Running an R Script with BOA#

This notebook demonstrates how to:

Write a basic Wrapper script in R and have BOA launch your optimization using the BOA CLI interface. See instructions for creating a model wrapper for more details about creating a wrapper script. You can also look at instructions for configurations files for more details on creating a configuration file.

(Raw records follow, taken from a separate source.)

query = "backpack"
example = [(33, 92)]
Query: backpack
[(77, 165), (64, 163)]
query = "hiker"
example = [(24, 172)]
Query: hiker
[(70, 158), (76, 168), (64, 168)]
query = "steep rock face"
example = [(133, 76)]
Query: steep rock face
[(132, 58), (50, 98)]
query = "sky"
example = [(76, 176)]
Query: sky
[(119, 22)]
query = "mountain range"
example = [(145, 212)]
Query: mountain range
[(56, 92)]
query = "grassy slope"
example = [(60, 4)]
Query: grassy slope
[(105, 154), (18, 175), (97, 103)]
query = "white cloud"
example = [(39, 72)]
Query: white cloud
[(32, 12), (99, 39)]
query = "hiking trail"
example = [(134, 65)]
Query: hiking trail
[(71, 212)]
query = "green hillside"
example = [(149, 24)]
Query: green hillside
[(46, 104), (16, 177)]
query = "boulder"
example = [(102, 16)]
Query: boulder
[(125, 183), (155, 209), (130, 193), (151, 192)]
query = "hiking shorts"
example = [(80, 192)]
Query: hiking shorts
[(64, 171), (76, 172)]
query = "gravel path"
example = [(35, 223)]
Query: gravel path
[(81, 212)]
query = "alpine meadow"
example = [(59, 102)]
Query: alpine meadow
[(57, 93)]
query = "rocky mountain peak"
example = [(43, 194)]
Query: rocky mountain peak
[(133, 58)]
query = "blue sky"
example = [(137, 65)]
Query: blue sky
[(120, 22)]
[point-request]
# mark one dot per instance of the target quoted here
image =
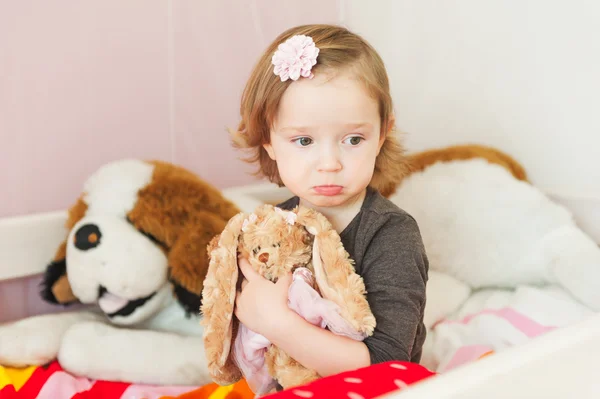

Configuration File Overview#

config.yaml

optimization_options:
    objective_options:
        objectives:
            - name: metric
    experiment:
        name: "r_streamlined_run"
    trials: 15

parameters:
    x0:
        'bounds': [ 0, 1 ]
        'type': 'range'
        'value_type': 'float'
    x1:
        'bounds': [ 0, 1]
        'type': 'range'
        'value_type': 'float'
    x2:
        'bounds': [ 0, 1 ]
        'type': 'range'
        'value_type': 'float'
    x3:
        'bounds': [ 0, 1]
        'type': 'range'
        'value_type': 'float'
    x4:
        'bounds': [ 0, 1 ]
        'type': 'range'
        'value_type': 'float'
    x5:
        'bounds': [ 0, 1]
        'type': 'range'
        'value_type': 'float'

script_options:
    # notice here that this is a shell command
    # this is what BOA will do to launch your script
    # it will also pass as a command line argument the current trial directory
    # that is being parameterized

    # This can either be a relative path or absolute path
    # (by default when BOA launches from a config file
    # it uses the config file directory as your working directory)
    # here config.yaml and run_model.R are in the same directory
    run_model: Rscript run_model.R


# options only needed by the model and not BOA
# You can put anything here that your model might need
# We don't need anything extra so we leave it commented out
# model_options:
    # the_question: 42

Wrapper Run Script#

run_model.R

# load in any libraries and modules we need
library(jsonlite)
source("../r_utils/hartman6.R")

# This is where we read in from BOA the command line argument.
# If in your script, you use any other command line arguments,
# generally BOA's trial_dir should be the last command line arugment,
# so taking the last one should generally be safe.
args <- commandArgs(trailingOnly=TRUE)
trial_dir <- args[length(args)]

# this this trial_dir folder there are 2 files supplied by BOA,
# a parameters.json that has just the parameters, and a trial.json
# that includes the parameters and a lot more in case you need it.
# Most people will only need the parameters.json
param_path <- file.path(trial_dir, "parameters.json")
data <- read_json(path=param_path)

# The parameter keys config from whatever you  named them in your
# config file, which you are free to change.
x0 <- data$x0
x1 <- data$x1
x2 <- data$x2
x3 <- data$x3
x4 <- data$x4
x5 <- data$x5
X <- c(x0, x1, x2, x3, x4, x5)

# This is where we actually run our "model".
# Here we are using a synthetic function called hartman6
# But you could substitute it for your own model in
# a number of ways.
res <- hartman6(X)

# In this case, we directly ran the model, so we are getting back a number
# or nan, so we know if it succeeded or failed. If you are submitting a job
# to an HPC (a super computer) queue, this might work, or you might have to
# rely on another method. Other options could be relying on log file output
# or information from querying the queue itself,
# though those may be better as stand alone `Set Trial Status Scripts`
if (!is.na(res)) {

    # if it was a success, we don't even need to write out trial status,
    # it is assumed a success if we write out data and don't fail
    out_data <- list(
        metric=res
        # trial_status=unbox("COMPLETED")  #  this is optional if it succeeds
    )

} else {

    # If we fail, then we do need to include a trial status, and mark it as failed.
    out_data <- list(
        trial_status=unbox("FAILED")
    )
}

json_data <- toJSON(out_data, pretty = TRUE)
write(json_data, file.path(trial_dir, "output.json"))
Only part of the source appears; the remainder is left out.